Mr and Mrs Barlow, Scot’s parents, were both seated in the front row of this public area, which, in Oxford, was not an elevated gallery as at the Old Bailey, but on the floor of the courtroom alongside the press.
Next, Steve Mitchell was brought into court from the cells by a prison officer in uniform. Both the prison officer and Steve sat in the glass-fronted dock at the back of the court, behind the barristers’ benches. I turned round and gave Steve an encouraging smile. He looked pale and very nervous but was dressed, as I had suggested, in the blazer, white shirt and tie that I had bought for him in Newbury the previous Saturday. Courts are formal places and most of the trial participants were in legal dress or lounge suits. Only juries and the public galleries were casual, and seemingly more so each year.

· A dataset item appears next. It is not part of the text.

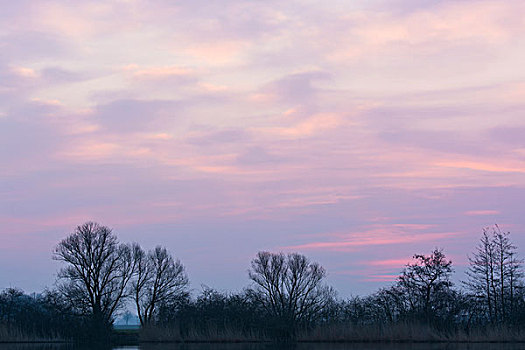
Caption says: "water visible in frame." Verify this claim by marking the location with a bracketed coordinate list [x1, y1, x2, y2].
[0, 343, 525, 350]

‘All rise,’ announced the clerk. Everyone stood and the judge entered the court from his chambers behind. He bowed. We bowed back. And then everyone sat down again. The court was now in session.
The court clerk stood up. ‘The defendant will rise,’ she said. Steve stood up.
‘Are you Stephen Miles Mitchell?’ said the clerk.
‘Yes, I am,’ Steve replied in a strong voice that was partly muffled by the glass front of the dock that ran right to the ceiling of the court.
‘You may sit down,’ said the clerk, so he did.
‘Are you leading for the defence, Mr Mason?’ the judge asked loudly, making me jump.
I struggled to my feet. ‘Yes, My Lord,’ I said.
‘Do you not think that your team needs strengthening somewhat?’ he asked.
It was his coded way of asking whether I thought that a QC might be more appropriate, as he clearly did.